Deposits: Historically, the banking business in the Bank’s market area has been seasonal, with lower deposits in the winter and spring and higher deposits in summer and autumn. The timing and extent of seasonal swings have varied from year to year, particularly with respect to demand deposits and NOW accounts.

Total deposits ended the first quarter at $704.5 million, down $3.8 million, or 0.5%, compared with December 31, 2010. Demand deposits and NOW accounts experienced a combined seasonal decline of $13.6 million, or 9.5%. This decline was largely offset by a $2.5 million or 1.2% increase in savings and money market accounts, and a $7.4 million or 2.1% increase in time deposits.

Borrowings: Total borrowings ended the first quarter at $347.5 million, up $47.5 million, or 15.8%, compared December 31, 2010. The increase in borrowings was principally used to fund first quarter earning asset growth and, to a lesser extent, fund seasonal deposit outflows.

Capital: At March 31, 2011, the Company and the Bank continued to exceed regulatory requirements for “well-capitalized” financial institutions.

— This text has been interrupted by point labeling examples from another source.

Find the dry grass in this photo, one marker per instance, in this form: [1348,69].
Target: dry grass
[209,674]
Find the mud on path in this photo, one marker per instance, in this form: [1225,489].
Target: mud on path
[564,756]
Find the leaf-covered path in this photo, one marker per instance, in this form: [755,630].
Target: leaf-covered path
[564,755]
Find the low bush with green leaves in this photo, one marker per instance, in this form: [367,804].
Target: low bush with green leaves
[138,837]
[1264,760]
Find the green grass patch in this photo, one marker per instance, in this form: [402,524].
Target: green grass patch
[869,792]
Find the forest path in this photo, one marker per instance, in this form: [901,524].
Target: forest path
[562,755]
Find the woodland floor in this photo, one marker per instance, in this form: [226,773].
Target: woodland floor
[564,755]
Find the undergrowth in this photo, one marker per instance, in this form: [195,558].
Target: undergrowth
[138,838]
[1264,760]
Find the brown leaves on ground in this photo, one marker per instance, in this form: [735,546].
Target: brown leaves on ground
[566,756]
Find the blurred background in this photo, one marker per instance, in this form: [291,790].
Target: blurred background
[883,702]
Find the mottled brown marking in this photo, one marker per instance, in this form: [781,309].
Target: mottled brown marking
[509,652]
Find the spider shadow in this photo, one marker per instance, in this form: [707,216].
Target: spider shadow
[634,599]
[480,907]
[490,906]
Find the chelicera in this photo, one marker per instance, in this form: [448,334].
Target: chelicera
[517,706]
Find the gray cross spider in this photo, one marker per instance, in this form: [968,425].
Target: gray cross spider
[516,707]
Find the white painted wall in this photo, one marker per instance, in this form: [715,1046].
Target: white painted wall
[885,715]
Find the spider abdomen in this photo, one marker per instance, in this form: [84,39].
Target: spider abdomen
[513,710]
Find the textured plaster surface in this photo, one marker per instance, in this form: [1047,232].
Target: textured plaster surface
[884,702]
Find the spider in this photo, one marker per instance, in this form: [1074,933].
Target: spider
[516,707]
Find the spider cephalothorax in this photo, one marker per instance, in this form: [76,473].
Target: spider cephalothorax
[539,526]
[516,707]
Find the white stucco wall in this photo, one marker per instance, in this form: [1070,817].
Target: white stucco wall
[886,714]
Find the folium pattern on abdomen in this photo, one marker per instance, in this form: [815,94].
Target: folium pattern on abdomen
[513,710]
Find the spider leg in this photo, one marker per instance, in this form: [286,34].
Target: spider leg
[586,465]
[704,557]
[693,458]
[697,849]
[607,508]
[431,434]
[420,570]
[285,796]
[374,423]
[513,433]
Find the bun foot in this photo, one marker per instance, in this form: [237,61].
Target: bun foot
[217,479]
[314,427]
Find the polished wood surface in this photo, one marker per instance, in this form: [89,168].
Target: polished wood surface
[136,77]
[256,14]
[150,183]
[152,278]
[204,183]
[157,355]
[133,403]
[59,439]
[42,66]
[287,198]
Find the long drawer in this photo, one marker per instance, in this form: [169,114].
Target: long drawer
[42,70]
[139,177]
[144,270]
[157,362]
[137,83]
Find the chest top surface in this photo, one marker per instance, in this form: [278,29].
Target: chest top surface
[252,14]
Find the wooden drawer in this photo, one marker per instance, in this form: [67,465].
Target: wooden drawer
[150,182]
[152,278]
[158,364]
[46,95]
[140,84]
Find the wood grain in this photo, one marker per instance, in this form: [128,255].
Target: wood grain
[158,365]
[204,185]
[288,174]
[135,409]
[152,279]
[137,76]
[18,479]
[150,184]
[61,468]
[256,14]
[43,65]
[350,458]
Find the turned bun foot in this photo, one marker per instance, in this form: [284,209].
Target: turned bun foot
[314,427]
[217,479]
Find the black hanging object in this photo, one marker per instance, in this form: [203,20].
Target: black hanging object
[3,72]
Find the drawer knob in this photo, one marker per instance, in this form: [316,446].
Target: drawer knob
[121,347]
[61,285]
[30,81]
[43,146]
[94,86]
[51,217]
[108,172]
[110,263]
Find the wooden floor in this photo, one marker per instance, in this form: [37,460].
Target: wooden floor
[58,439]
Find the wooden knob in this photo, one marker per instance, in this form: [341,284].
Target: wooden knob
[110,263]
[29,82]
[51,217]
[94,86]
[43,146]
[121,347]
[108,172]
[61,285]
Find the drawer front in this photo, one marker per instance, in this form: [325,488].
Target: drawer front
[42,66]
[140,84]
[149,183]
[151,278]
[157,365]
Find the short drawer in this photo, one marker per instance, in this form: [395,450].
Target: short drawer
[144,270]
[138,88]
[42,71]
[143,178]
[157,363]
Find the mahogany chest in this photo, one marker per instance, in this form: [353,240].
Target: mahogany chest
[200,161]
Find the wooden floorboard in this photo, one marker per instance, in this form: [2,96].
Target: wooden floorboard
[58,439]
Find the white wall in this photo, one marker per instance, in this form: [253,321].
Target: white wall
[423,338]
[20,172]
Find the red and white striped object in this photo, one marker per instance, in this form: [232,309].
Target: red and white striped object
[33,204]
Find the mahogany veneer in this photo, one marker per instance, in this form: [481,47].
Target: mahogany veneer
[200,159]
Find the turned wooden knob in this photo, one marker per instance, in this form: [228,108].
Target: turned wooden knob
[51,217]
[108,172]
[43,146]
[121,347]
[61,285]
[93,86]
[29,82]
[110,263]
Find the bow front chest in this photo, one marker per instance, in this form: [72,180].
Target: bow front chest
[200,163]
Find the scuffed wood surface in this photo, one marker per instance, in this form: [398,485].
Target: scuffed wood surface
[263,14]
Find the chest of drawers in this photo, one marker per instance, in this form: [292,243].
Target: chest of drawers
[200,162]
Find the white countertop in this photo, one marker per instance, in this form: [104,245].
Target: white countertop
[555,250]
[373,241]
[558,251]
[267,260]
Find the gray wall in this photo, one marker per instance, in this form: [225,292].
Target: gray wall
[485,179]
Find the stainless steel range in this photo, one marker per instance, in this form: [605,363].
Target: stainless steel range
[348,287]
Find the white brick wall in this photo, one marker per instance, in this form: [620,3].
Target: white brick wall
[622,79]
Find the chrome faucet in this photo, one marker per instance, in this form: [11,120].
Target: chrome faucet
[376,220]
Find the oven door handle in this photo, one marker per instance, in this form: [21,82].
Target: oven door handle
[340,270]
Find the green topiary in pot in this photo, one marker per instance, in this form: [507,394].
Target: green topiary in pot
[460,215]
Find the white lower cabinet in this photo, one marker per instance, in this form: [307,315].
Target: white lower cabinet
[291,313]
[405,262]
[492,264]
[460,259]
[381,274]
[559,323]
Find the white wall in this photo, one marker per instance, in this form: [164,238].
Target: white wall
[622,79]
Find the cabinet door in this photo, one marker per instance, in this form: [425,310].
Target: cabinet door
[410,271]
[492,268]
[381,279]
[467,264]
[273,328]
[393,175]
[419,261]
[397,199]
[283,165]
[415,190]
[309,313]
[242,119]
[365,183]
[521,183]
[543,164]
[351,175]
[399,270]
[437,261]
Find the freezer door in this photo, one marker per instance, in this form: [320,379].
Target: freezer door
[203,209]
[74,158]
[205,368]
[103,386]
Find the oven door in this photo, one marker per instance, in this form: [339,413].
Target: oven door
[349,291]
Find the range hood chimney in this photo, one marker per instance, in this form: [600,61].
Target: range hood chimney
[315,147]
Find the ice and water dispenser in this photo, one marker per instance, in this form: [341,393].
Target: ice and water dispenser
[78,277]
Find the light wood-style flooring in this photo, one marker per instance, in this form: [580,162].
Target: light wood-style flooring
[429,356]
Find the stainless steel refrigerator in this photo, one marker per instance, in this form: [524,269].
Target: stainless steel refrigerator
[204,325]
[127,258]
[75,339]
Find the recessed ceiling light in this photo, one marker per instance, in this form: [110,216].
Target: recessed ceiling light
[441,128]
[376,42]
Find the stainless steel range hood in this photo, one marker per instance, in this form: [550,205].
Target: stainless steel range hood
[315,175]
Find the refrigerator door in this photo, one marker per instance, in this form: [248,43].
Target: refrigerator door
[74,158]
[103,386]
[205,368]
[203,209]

Under the capital adequacy guidelines administered by the Bank’s principal regulators, “well-capitalized” institutions are those with Tier I leverage, Tier I Risk-based, and Total Risk-based ratios of at least 5%, 6% and 10%, respectively. At March 31, 2011, the Company’s Tier I Leverage, Tier I Risk-based, and Total Risk-based capital ratios were 9.03%, 13.39% and 15.25%, respectively.